Baseline I 131 uptake was inversely associated with BMD in our study. Regression analysis revealed that I 131 uptake at 48 h was an important predictor of spine BMD. Hence a high I 131 uptake besides being helpful in diagnosing GD, may also be a predictor of increased bone mineral loss. Further studies are needed in a larger cohort to confirm this initial observation.

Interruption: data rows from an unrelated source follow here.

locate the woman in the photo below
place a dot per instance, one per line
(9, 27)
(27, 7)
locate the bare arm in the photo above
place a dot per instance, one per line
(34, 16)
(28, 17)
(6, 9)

Serum ALP, a bone formation marker from osteoblasts, was significantly elevated in GD patients as compared with normal controls confirming the increased bone turnover observed in patients with hyperthyroidism [1],[2] . The ICMR study showed that serum ALP was an important predictor of forearm BMD in normal individuals [12] . Although expected, no correlation was observed between ALP and thyroid hormones in this study (both being important predictors of BMD in thyrotoxicosis). El Hadidy et al[2] also did not observe any correlation between bone formation/resorbtion markers and T 3 /T 4 . Variability in the duration of hyperthyroidism [2] , and differential tissue response may be the cause for this discordance between hyperthyroidism severity and degree of bone turnover. Serum phosphate was an important predictor of BMD at forearm in GD patients, and at spine and hip in normal control individuals, highlighting the important role of phosphate in bone metabolism. Serum phosphate has previously been documented to be an important predictor of BMD at spine and hip in ageing healthy men [21] . In the ICMR study also, significant positive correlation was observed between serum phosphate and BMD at forearm in normal young males [12] . Presence of adequate levels of phosphate in serum is a necessary prerequisite for bone apposition. Lack of study of bone turnover markers other than ALP is one of the limitations of this study, another being the cross-sectional nature.

To conclude it may be said that osteoporosis at hip or spine is not a major problem among young adults with GD when the ICMR criterion is used for diagnosis. Standard criterion developed from Caucasians tends to overdiagnose osteoporosis. Osteoporosis in young adults with GD more commonly involves the forearm. e0 levation of thyroid hormones (especially T 3 ) and serum phosphate are important predictors of BMD in GD. Baseline I 131 uptake may have some role in predicting BMD in GD, needing further evaluation in future studies.